AFTER announcing a $200,000 grant towards a landmark security overhaul at Temple Beth Israel (TBI) in St Kilda, Premier Daniel Andrews said he sees his government as “a partner in this very significant security upgrade”.
The funding, through the Victorian Office of Multicultural Affairs, will go towards the significant security strategy, which Rabbi Gersh Lazarow, TBI senior rabbi, told the Premier was “funds we’d rather spend in other ways” but security and safety was paramount.
Andrews, with Labor MP for Southern Metropolitan Region Philip Dalidakis and Jewish Community Council of Victoria president Jennifer Huppert, were given a comprehensive tour by Rabbi Lazarow and TBI president Robert Hershan, during which the rabbi detailed TBI’s rapid expansion as a community hub.
Speaking to The AJN afterwards, Andrews reflected: “The security of Temple Beth Israel and the many thousands of members of the Jewish community who move through this precinct is very important to us.
“I want to congratulate the rabbi and all of his colleagues … who have advocated very successfully for us to be a partner in this significant security upgrade.
“It will be a really important boost for thousands of people who move through this particular facility.
“We know there are challenges and threats and the security at community facilities, whether they be religious, educational or cultural, has always been a priority for me and my team. We’ve made investments at a number of different sites.
“It’s a very popular place, a very busy place. We know there are challenges both here and indeed overseas, and we need to respond to those appropriately,” he added.
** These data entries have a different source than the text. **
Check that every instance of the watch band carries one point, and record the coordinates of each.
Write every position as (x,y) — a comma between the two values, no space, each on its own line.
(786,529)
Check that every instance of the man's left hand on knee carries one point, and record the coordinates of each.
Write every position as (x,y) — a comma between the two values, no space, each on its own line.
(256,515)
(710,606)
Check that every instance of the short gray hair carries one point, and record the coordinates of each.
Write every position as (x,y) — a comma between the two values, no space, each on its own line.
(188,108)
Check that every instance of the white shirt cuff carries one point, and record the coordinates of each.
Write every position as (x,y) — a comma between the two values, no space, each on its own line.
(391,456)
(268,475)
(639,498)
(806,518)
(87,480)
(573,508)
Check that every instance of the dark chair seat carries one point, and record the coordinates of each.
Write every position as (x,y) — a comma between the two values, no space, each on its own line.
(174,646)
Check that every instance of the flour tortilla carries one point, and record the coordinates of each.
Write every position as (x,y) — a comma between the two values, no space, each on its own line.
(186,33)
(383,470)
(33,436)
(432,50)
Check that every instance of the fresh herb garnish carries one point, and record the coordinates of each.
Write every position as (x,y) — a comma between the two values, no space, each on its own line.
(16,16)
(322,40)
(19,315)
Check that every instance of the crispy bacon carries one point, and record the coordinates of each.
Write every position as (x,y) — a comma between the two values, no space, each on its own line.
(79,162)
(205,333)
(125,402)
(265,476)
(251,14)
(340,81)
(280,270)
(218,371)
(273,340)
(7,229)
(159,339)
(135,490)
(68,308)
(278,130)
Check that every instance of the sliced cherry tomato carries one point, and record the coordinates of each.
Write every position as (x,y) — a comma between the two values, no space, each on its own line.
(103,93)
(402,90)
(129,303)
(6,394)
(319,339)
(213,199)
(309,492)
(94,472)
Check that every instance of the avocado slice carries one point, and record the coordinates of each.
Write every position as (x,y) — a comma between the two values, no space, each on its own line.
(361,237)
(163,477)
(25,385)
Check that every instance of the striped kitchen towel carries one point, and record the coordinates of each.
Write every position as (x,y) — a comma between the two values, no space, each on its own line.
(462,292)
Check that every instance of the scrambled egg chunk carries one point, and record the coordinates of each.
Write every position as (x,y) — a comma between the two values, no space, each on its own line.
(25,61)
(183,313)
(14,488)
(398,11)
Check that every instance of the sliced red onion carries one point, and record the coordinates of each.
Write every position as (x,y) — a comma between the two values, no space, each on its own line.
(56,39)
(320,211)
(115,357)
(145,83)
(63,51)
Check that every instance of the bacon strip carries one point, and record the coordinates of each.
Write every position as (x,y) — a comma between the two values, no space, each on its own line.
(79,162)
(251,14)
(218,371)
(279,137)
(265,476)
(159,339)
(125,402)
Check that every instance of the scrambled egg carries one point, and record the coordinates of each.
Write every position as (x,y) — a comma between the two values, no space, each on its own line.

The Premier said the government’s contribution “is not a cost but an investment in a safer Victoria and one that I’m sure will be welcomed by the Jewish community”.
Rabbi Lazarow told The AJN TBI’s growing stature was all the more reason to integrate state-of-the-art security measures into its infrastructure in the present climate of threats to Jewish facilities worldwide, and the total project, on completion, will cost around $900,000, with a significant component coming from congregants’ contributions.
“We’ve been working on a grant application to ensure that we both secure the facility and also can make it a bit more welcoming and accessible, and we put some work over the past 18 months into a significant grant from the Multicultural Community Infrastructure Fund,” he said. “It’s really reassuring that these applications get heard and read.”